Таня реагировала особенно болезненно: «не уследили за мальчиком, не смогли уберечь… А ведь предупреждали, столько раз предупреждали…»
Егор был в отчаянии, пил, хулиганил и чувствовал, что, теряя друга, теряет часть себя. Тамара Ивановна, родственница, целыми ночами при свечах гадала на Павла. И выходило такое, что однажды ночью, взглянув, как легли ее особые специальные карты, упала в обморок. Она бы могла отдать Богу душу, если бы не кот, который стал лизать ее губы и щеки, и она вовремя очнулась.
От Черепова при упоминании о Павле веяло какой-то неутоленной жутью. Одна Уленька смягчала эту жизнь своей жалостью к Павлу и страданием по нему.
Но в конце концов по поводу всего этого прозвучало где-то замечание Орлова, что самое страшное случается, когда человек принимает себя за индивидуальное существо, за «человека», скажем, – последствия, и даже возмездие за такое понимание неотвратимы.
Марина, естественно, соглашаясь с этим, позвала Таню, и они вместе встретились с Егором, пытаясь хотя бы его образумить: не искать своих двойников, разбросанных по всему чудовищному и холодному пространству времени, ибо ничего это в сущности не изменит, потому что главное изменение должно произойти в нем, в настоящем, «здесь и сейчас», чтобы осуществить прорыв в свое Вечное Я, в действительное бессмертие, в Абсолютную Реальность, по ту сторону от космического пожирателя и пляски «обезьяньих форм» и масок.
– Себя любимого вы не жалеете, Егор, – добавила Таня. – Тут, по эту сторону, одни триумфы и смерть, там – все иное, но, по крайней мере, там – вы неуничтожимы в принципе, а не то что в разных длительных парадизах и уютных райках с пародией на вечность…
Одним словом, это было продолжение старого «разговора».
Но Егор, мучимый алкоголем и исчезновением друга, впал чуть ли не в истерику и твердил свое:
– Да, да, я хочу этого, хочу, чтобы в этой комнате, или в моем сознании, появились все мои ближайшие воплощения. Мои ближайшие жизни, все мои лица окружили бы меня, опьянили, избили, надорвали вопреки другому пространству и времени, обезумили бы меня… Я хочу этого… Я хочу видеть себя везде…

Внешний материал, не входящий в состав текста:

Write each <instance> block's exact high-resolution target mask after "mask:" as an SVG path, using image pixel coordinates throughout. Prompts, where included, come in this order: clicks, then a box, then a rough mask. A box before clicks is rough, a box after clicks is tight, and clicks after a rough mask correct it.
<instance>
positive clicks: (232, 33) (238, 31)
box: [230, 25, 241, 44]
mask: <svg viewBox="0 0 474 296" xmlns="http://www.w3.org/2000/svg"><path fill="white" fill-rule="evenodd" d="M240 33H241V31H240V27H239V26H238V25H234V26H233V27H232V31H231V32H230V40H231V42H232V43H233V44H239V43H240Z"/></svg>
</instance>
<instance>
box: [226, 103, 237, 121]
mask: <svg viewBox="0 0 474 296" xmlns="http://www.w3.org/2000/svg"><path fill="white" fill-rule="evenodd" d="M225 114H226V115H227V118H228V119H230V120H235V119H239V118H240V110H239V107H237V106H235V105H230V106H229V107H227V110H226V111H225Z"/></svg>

– Да невозможно ведь это, – прервала его Марина, – как раз только поднявшись вверх по вертикали, в Запредельное и Вечное, вы можете увидеть с той позиции все свои жизни внизу… Но зачем вам тогда знать эти шутовские существования?
– Я хочу знать тайну миров… Зачем они тогда, если они шутовские?..
– Егор, это вопрос истинный, но вы не с той стороны к нему подходите…
Егор еще больше напился, но сказал, что подумает…
А Боренька все не появлялся и не появлялся: ушел в свою деревню. Там хохот его принял иное измерение: смешили его теперь в основном животные, их вид казался ему до безумия нелепым. Особенно надрывался он при виде черного козла.